Nadin’s actual work in what was to become “computational design” started around 1985, with his appointment as Eminent Scholar in Art & Design Technology at the Ohio State University (Columbus). One of his major assignments there was to draw up a plan for a center in which research in the art and design possibilities of digital technology would serve as an intermediary between education and applications for art and industry. The result of his investigations was a broad plan entitled Advanced Computing Center for the Arts and Design. His plan was not limited to computer-aided design and animation, but extended to digitally aided visualization for the sciences, technology, medicine, education, as well as art and design. (OSU kept Nadin's title for the Center, but limited its activities to computer graphics and animation.) In 1999, Nadin and colleagues presented a framework for a design program to Stanford University.
At the Rhode Island School of Design, Nadin made a name for himself as one of the first proponents, in the nation, of integrating computers in education. He lectured on the topic around the USA and consulted for several institutes of higher education (Rochester Institute of Technology, Illinois Institute of Technology, University of Oregon, Hadassah University in Israel, among others) in setting up programs in art and design with computers.

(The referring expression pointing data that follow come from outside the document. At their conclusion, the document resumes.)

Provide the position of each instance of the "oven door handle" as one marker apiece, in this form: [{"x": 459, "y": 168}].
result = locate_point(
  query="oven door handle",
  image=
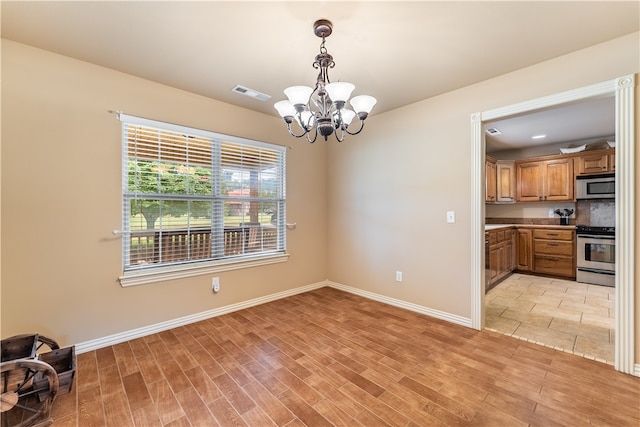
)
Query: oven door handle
[
  {"x": 595, "y": 270},
  {"x": 591, "y": 236}
]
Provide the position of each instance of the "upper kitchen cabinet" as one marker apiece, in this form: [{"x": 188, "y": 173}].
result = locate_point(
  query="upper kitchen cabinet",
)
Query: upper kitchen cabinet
[
  {"x": 501, "y": 181},
  {"x": 600, "y": 161},
  {"x": 546, "y": 180},
  {"x": 490, "y": 173},
  {"x": 506, "y": 181}
]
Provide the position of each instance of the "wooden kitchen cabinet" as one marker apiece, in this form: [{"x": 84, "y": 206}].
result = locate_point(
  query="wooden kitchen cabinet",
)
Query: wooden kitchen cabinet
[
  {"x": 505, "y": 181},
  {"x": 600, "y": 161},
  {"x": 554, "y": 252},
  {"x": 524, "y": 249},
  {"x": 500, "y": 181},
  {"x": 491, "y": 177},
  {"x": 547, "y": 180},
  {"x": 501, "y": 255}
]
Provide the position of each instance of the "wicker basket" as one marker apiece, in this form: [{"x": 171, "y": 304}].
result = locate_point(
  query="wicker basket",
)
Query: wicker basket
[
  {"x": 19, "y": 347},
  {"x": 63, "y": 360}
]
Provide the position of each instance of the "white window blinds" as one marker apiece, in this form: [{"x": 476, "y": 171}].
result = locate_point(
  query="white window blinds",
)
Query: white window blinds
[{"x": 191, "y": 195}]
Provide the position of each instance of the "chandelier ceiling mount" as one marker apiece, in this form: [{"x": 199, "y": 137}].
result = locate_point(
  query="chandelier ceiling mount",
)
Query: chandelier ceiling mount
[{"x": 323, "y": 109}]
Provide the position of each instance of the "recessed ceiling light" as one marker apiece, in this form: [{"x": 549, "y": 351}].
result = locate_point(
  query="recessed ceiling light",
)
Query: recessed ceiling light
[{"x": 242, "y": 90}]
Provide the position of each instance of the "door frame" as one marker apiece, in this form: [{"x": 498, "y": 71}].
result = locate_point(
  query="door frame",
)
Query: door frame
[{"x": 623, "y": 88}]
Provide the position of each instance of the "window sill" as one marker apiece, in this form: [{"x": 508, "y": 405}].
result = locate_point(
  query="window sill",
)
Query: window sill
[{"x": 160, "y": 274}]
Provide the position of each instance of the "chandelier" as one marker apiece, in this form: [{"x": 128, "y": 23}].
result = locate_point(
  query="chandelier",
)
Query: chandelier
[{"x": 323, "y": 109}]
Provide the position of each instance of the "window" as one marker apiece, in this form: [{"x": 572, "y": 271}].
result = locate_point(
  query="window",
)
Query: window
[{"x": 195, "y": 201}]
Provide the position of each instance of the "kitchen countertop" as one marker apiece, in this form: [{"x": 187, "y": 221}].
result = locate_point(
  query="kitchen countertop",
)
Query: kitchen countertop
[{"x": 488, "y": 227}]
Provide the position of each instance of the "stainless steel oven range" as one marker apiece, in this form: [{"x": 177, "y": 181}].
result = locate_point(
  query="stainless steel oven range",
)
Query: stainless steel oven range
[{"x": 596, "y": 255}]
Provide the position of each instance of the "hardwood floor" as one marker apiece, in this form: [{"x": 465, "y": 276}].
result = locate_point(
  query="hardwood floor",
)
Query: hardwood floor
[{"x": 331, "y": 358}]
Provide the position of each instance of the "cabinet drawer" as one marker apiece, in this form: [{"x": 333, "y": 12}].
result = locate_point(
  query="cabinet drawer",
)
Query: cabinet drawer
[
  {"x": 553, "y": 234},
  {"x": 493, "y": 238},
  {"x": 555, "y": 265},
  {"x": 552, "y": 247}
]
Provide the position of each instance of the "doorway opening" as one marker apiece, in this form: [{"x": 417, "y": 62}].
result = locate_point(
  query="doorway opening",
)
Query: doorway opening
[{"x": 623, "y": 91}]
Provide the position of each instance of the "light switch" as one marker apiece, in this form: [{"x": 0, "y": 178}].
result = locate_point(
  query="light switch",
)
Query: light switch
[{"x": 451, "y": 217}]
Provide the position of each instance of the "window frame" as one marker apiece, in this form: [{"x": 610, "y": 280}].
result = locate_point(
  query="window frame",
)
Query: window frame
[{"x": 150, "y": 273}]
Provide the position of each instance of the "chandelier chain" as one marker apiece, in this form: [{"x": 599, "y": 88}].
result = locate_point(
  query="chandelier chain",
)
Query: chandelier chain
[{"x": 322, "y": 109}]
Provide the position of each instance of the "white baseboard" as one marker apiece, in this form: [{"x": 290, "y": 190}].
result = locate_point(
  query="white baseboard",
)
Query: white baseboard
[
  {"x": 87, "y": 346},
  {"x": 459, "y": 320}
]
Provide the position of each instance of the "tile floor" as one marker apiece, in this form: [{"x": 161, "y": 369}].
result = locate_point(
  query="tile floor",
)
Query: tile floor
[{"x": 575, "y": 317}]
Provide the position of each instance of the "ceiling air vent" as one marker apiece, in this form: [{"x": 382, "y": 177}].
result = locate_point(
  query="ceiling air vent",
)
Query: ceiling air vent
[{"x": 250, "y": 93}]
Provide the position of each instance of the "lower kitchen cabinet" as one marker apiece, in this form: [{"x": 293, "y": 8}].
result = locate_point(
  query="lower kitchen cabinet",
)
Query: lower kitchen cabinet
[
  {"x": 524, "y": 250},
  {"x": 501, "y": 255},
  {"x": 554, "y": 252}
]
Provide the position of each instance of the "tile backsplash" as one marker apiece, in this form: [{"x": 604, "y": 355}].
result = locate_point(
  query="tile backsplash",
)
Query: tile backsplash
[{"x": 596, "y": 213}]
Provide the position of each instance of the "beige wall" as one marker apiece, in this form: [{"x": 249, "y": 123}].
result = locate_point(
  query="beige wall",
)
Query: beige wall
[
  {"x": 389, "y": 191},
  {"x": 378, "y": 200},
  {"x": 61, "y": 198}
]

Prior to the widespread use of the Internet, Nadin developed several computer-aided educational aids. Docent, a HyperCard based software program, was integrated in the CD-ROM for interactive learning. (Docent is a metaphor for interactive learning and teaching.) Both Docent and MetaDocent were first developed for the videodisc medium. MetaDocent gave users the possibility to create individualized image/text files. The indexing of image, sound, navigation, and especially the possibility to produce an individualized record (through an integrated Notebook application) were unique at the time
Based on the fact that play is serious work for the very young, Nadin initiated a program in Toy Design at SUNY - Fashion Institute of Technology to train designers to develop the minds of the very young through all the senses. He also insisted on integrating the (then) new digital technology into toys for pre-school and school-age children so that they could experience the possibilities of digital technology beyond mere computer games.
Anticipation is the focus of Nadin’s most recent research. Parallel to the pioneering work of Robert Rosen regarding anticipatory systems, Nadin researched the anticipatory characteristics of the human mind and anticipatory behaviors. After research at Stanford University, he developed possibilistic models for market processes, auction models, and real-time radio-astronomy data processing.

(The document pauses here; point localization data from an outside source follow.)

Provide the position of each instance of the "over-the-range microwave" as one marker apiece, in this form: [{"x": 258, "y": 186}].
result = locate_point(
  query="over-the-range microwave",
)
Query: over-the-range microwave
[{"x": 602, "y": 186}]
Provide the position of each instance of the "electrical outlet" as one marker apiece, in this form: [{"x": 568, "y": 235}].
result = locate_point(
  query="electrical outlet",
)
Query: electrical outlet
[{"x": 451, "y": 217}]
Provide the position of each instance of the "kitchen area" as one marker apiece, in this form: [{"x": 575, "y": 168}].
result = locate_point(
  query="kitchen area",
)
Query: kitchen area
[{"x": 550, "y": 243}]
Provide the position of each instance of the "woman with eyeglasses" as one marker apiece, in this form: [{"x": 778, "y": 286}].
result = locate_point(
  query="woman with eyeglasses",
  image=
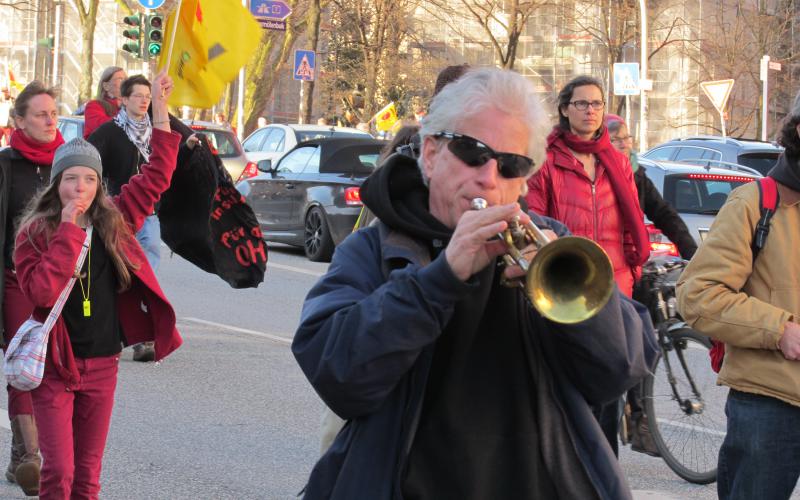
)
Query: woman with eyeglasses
[
  {"x": 587, "y": 184},
  {"x": 106, "y": 103}
]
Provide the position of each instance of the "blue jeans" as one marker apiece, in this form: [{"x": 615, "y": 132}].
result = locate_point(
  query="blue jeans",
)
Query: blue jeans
[
  {"x": 760, "y": 457},
  {"x": 149, "y": 236}
]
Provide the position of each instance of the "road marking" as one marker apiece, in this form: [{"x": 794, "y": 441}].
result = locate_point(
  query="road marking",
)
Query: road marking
[
  {"x": 691, "y": 427},
  {"x": 295, "y": 269},
  {"x": 269, "y": 336}
]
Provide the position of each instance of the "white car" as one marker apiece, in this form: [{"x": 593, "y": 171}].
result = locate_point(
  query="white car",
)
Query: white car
[
  {"x": 273, "y": 141},
  {"x": 696, "y": 192}
]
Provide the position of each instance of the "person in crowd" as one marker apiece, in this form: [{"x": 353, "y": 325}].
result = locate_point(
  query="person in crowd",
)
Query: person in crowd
[
  {"x": 588, "y": 185},
  {"x": 124, "y": 146},
  {"x": 24, "y": 169},
  {"x": 106, "y": 103},
  {"x": 426, "y": 354},
  {"x": 115, "y": 286},
  {"x": 667, "y": 220},
  {"x": 751, "y": 302}
]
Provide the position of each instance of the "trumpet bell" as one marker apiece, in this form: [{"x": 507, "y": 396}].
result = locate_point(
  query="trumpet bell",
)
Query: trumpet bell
[{"x": 570, "y": 280}]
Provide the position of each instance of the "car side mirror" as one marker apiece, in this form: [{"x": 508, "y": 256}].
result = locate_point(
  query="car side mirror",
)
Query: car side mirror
[{"x": 265, "y": 166}]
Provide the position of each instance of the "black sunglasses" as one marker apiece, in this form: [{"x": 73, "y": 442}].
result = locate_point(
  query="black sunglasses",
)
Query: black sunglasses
[{"x": 475, "y": 154}]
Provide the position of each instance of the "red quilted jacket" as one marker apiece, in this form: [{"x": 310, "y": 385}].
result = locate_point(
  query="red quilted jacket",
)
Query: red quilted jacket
[{"x": 561, "y": 189}]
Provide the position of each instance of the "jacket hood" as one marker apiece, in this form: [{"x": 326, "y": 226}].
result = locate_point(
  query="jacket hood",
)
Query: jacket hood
[
  {"x": 396, "y": 194},
  {"x": 787, "y": 172}
]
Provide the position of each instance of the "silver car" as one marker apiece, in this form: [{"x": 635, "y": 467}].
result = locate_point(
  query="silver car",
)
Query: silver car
[{"x": 696, "y": 192}]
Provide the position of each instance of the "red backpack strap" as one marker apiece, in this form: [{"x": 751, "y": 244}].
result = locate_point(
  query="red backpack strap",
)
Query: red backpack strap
[{"x": 768, "y": 202}]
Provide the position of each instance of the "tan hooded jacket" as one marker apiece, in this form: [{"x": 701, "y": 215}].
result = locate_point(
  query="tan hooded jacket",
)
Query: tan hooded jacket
[{"x": 724, "y": 294}]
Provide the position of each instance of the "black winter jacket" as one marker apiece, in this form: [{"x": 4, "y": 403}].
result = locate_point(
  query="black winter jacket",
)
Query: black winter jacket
[{"x": 663, "y": 215}]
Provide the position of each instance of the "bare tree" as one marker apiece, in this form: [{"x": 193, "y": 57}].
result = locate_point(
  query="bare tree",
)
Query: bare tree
[
  {"x": 735, "y": 36},
  {"x": 501, "y": 22},
  {"x": 87, "y": 13}
]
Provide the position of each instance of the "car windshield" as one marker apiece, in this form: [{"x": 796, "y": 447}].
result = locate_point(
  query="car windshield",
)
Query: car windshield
[
  {"x": 224, "y": 142},
  {"x": 762, "y": 162},
  {"x": 310, "y": 135},
  {"x": 700, "y": 193}
]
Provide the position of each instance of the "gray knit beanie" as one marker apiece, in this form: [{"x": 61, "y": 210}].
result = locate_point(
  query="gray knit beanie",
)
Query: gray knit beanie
[{"x": 76, "y": 153}]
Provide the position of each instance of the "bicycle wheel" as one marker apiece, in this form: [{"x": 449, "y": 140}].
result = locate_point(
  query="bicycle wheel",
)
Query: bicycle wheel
[{"x": 688, "y": 428}]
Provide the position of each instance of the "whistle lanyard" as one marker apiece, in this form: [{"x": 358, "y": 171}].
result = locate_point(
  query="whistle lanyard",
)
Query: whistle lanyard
[{"x": 87, "y": 304}]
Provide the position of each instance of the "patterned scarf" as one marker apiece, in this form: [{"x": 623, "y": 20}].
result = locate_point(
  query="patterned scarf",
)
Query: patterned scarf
[{"x": 138, "y": 132}]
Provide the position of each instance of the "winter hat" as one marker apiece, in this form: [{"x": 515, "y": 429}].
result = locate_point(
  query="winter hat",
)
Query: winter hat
[{"x": 76, "y": 153}]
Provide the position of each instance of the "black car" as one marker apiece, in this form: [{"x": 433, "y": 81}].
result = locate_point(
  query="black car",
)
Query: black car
[{"x": 311, "y": 197}]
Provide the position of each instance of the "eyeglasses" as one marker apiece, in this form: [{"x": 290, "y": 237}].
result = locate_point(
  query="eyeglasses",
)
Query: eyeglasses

He founded the antÉ - Institute for Research in Anticipatory Systems in 2002. In 2004, he brought it to the University of Texas at Dallas. A major project involving anticipatory systems is entitled Seneludens, which aims at maintaining anticipatory capabilities in the aging through the creation of virtual interactive environments.
antÉ lab-first known quantification of anticipatory characteristics
The antÉ Lab pursues the quantification of anticipatory characteristics pertinent to human activity, aging, performance evaluation.
In 2012 he founded the Study Group on Anticipation at the Hanse Wissenschaftskolleg/Hanse Institute for Advanced Study (Delmenhorst, Germany). In this framework, he organized three international conferences: Anticipation: Learning from the past. The Russian/Soviet contributions to the science of anticipation; The Interdisciplinary Perspective; Anticipation and Medicine.